Dr. Alireza Moztarebi FarahaniSchool of Engineering and Computing
Computer Science and Information Systems
Dr. Farahani received his PhD in Applied Mathematical Sciences from University of Rhode Island with specialty in Control Theory and Optimization. His PhD thesis topic was Optimal Control of Cancer Chemotherapy in which Gompertzian model of drug diffusion was used to demonstrate continuous low dose chemotherapy regiments produce better outcomes than shorter high dose anti-cancer drug injections. Dr. Farahani has a Master in Computer Science and a Bachelor in Electrical Engineering from university of Rhode Island and university of Buffalo respectively. His focus in computer science is in algorithm design, his master thesis topic was on implementation of Boruvka’s algorithm for finding a minimum spanning tree on a parallel machine. Dr. Farahani is currently a member of XSEDE (Extreme Science and Engineering Discovery Environment) organization, which is an NSF funded initiative providing a single virtual system for scientists, researchers and educators to use and interactively share high performance computing resources. Dr. Farahani is an XSEDE campus champion representing National University. He is currently working with a group of undergraduate students examining XSEDE resources and teaching students parallel programming concepts using MPI (Message Passing Interface). His objective is to develop courses in parallel algorithms and programming and eventually integrate parallel computing topics in the Computer Science curriculum.

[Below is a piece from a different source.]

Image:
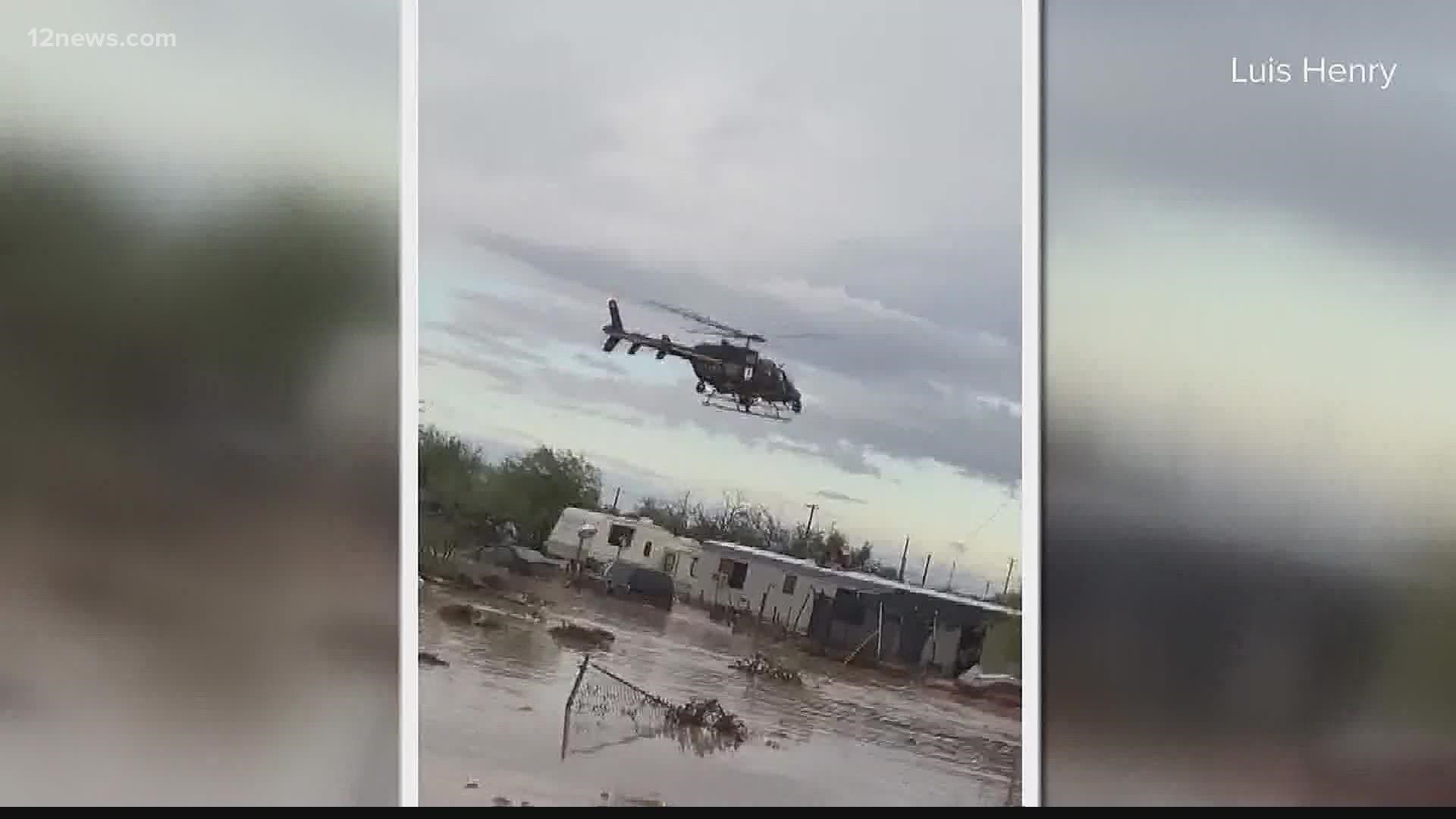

Dr. Farahani is also passionate about robotics, a rich area to introduce STEM related topics. He has started a robotics club at the school of Engineering and Computing where students use Arduino microcontrollers along with Raspberry pi boards to assemble and code remote controlled and autonomous obstacle avoiding robots. His goal is to develop hands on, practical courses in control theory and robotics.
Dr. Farahani’s research interests are in optimization and algorithm design. He is a strong advocate of use of technology in teaching. In the past he has used Python programming in teaching discreet mathematics and Wolfram Alpha in his calculus class. He is currently working on Genetic Algorithms and development of a parallel genetic algorithm for sorting.